中国住宅市場の現状評価と見通し
本レポートは、中国住宅市場における需給状況と価格動向を整理し、足元の住宅市場の構造的な問題を把握することを目的とする。
住宅販売:2025年後半に更に減速、回復は未定着
- 2025年の販売面積は、2021年ピークと比べ、-53.17%とほぼ半減。
- 2025年の住宅販売は低水準で推移し、上半期には下落率は-1.2%~-3.7%程度だったが、下半期には下落ベースが加速し、2025年末頃の下落率はほぼ-20%程度まで落ち込んだ。
竣工・着工:縮小が持続、住宅供給正常化はなお途上
- 住宅着工と竣工が長期間で弱含み状態。
- 竣工・着工比は2025年に1前後の水準にとどまったが、均衡というより、着工急減下での相対的な均衡を反映。
住宅投資:短期内に安定化が確認できず
- 住宅投資は2025年時点でピークからほぼ半減しており、下半期には投資減少のペースが加速。現状では、安定化の兆しは依然として確認できず。
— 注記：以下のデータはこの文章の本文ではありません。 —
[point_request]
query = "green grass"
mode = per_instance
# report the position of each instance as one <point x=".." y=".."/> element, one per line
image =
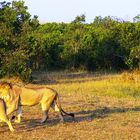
<point x="106" y="106"/>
住宅市場累積面積区分:未完成ストックは依然として大規模
- 住宅市場の主な負担は未完成ストックの規模。未完成ストックの縮小が進まない限り、新規開発・投資の正常化や市場の資金循環の改善は見込みにくい。
住宅在庫・消化期間:在庫総量は減少するも、消化期間は依然として高い水準
- 潜在在庫面積が減少している一方、在庫消化期間は依然として高水準に留まっており、在庫状況が実質的に改善したとは言い難い。
- 在庫問題の改善を判断する上で、在庫総量の減少だけでなく、在庫消化期間の持続的短縮が不可欠。
住宅価格:新築・中古の乖離が継続、下落が加速
- 足元で新築・中古住宅価格はいずれも、下落圧力が強まった。新築住宅は中古住宅対比で相対的に堅調、中古住宅の調整がより深い。
中国住宅市場に関するまとめ
- 中国住宅市場は、長期間の構造調整局面にあり。市場正常化の判断には、主要指標の改善が複数確認できる必要あり。
- 弊社では、2026年にはまだ「低迷局面」を維持し、下押し圧力の強い状態が継続、主要指標は調整基調が持続する可能性が高いと判断。